Estas autoridades, y podría citar cien más de igual valor, ¿no prueban con una claridad igual al resplandor del sol en medio del día, que los primeros obispos de Roma no fueron reconocidos como obispos y cabezas de la Iglesia, sino hasta tiempos muy posteriores? Y por otra parte, ¿quién no sabe que desde el año 325, en el cual se celebró el primer Concilio de Nicea, hasta 580, año en que fue celebrado el segundo Concilio Ecuménico de Constantinopla, y entre más de 1.109 obispos que asistieron a los primeros seis Concilios Generales, no se hallaron presentes más que 19 obispos del Occidente? ¿Quién ignora que los Concilios fueron convocados por los emperadores, sin siquiera informarle de ello, y frecuentemente aun en oposición a los deseos del obispo de Roma? O ¿qué Osio, obispo de Córdoba, presidió el primer Concilio de Nicea y redactó sus cánones? El mismo Osio, presidiendo después el Concilio de Sárdica excluyó al legado de Julio, obispo de Roma. No diré más, mis venerables hermanos, y paso a hablar del gran argumento a que me referí anteriormente para establecer el Primado del obispo de Roma.

Por la roca (petra), sobre que la Santa Iglesia está edificada, entendéis que es Pedro. Si esto fuera verdad, la disputa quedaría terminada; más nuestros antepasados, y ciertamente debieron saber algo, no se oponían sobre esto como nosotros. San Cirilo, en su cuarto libro sobre la Trinidad, dice: "Creo por la roca debéis entender la fe inmóvil de los apóstoles". San Hilario, obispo de Poitiers, en su segundo libro sobre la Trinidad, dice: "La Roca (petra) es la bendita y sola roca de la fe confesada por la boca de San Pedro"; y en su sexto libro de la Trinidad, dice: "Es sobre esta roca de la confesión de fe, que la Iglesia está edificada". "Dios, dice San Gerónimo, en el sexto libro sobre San

Mateo, ha fundado su Iglesia sobre esta roca, y es de esta roca que el apóstol Pedro fue apellidado". De conformidad con él, San Crisóstomo dice en su Homilía 53 sobre San Mateo: "Sobre esta roca edificaré mi Iglesia, es decir, sobre la fe de la confesión". Ahora bien, ¿cuál fue la confesión del apóstol? Hela aquí: "Tú eres el Cristo, el Hijo del Dios viviente"... Ambrosio, el santo arzobispo de Milán, sobre el segundo capítulo de la epístola a los Efesios; San Basilio de Selencia y los padres del Concilio de Calcedonia, enseñan precisamente la misma cosa.

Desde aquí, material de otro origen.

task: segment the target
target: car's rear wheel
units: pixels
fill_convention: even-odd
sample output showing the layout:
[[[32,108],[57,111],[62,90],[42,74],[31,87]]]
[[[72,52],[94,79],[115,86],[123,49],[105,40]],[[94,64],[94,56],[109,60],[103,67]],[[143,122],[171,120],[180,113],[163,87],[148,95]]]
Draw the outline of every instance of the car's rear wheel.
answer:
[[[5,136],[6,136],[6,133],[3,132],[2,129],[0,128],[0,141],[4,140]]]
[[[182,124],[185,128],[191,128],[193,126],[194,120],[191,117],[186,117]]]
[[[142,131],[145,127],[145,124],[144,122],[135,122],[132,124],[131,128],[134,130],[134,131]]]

Entre todos los doctores de la antigüedad cristiana, San Agustín ocupa uno de los primeros puestos por su sabiduría y santidad. Escuchad, pues, lo que escribe sobre la primera epístola de San Juan: "¿Qué significan las palabras edificaré mi Iglesia sobre esta roca, sobre esta fe, sobre eso que dice, tú eres el Cristo, el Hijo del Dios viviente"? En su tratado 124 sobre San Juan, encontramos esta muy significativa frase: "Sobre esta roca, que tú has confesado, edificaré mi Iglesia, puesto que Cristo mismo era la roca".

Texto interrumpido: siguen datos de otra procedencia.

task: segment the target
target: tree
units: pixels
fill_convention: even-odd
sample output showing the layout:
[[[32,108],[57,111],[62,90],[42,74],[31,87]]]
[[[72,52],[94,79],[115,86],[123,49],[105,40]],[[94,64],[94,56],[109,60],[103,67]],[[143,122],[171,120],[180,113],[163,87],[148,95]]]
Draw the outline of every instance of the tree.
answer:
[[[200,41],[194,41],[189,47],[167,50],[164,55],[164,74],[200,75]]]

El gran obispo creía tan poco que la Iglesia fuese edificada sobre San Pedro, que dijo a su Rey en su sermón 13: "Tú eres Pedro y sobre esta roca (petra) que tú has confesado, sobre esta roca que tú has reconocido diciendo: "Tú eres el Cristo, El Hijo de Dios viviente; edificaré mi Iglesia; sobre mí mismo, que soy el Hijo de Dios viviente. La edificaré sobre mí mismo, y no yo sobre ti".

Lo que San Agustín enseña sobre este célebre pasaje, era la opinión de todo el mundo cristiano en sus días; por consiguiente, reasumo y establezco: 1. Que Jesús dio a sus apóstoles el mismo poder que dio a Pedro. 2. Que los apóstoles nunca reconocieron en San Pedro al Vicario de Jesucristo y al infalible doctor de la Iglesia. 3. Que los concilios de los cuatro primeros siglos, mientras reconocían la alta posición que el obispo de Roma ocupaba en la Iglesia por motivo de Roma, tan sólo le otorgaron una preeminencia honoraria, nunca el poder y la jurisdicción. 4. Que los santos padres en el famoso pasaje "Tú eres Pedro y sobre esta piedra edificaré mi Iglesia", nunca entendieron que la Iglesia estaba edificada sobre San Pedro, sino sobre la roca, es decir, sobre la confesión de la fe del apóstol.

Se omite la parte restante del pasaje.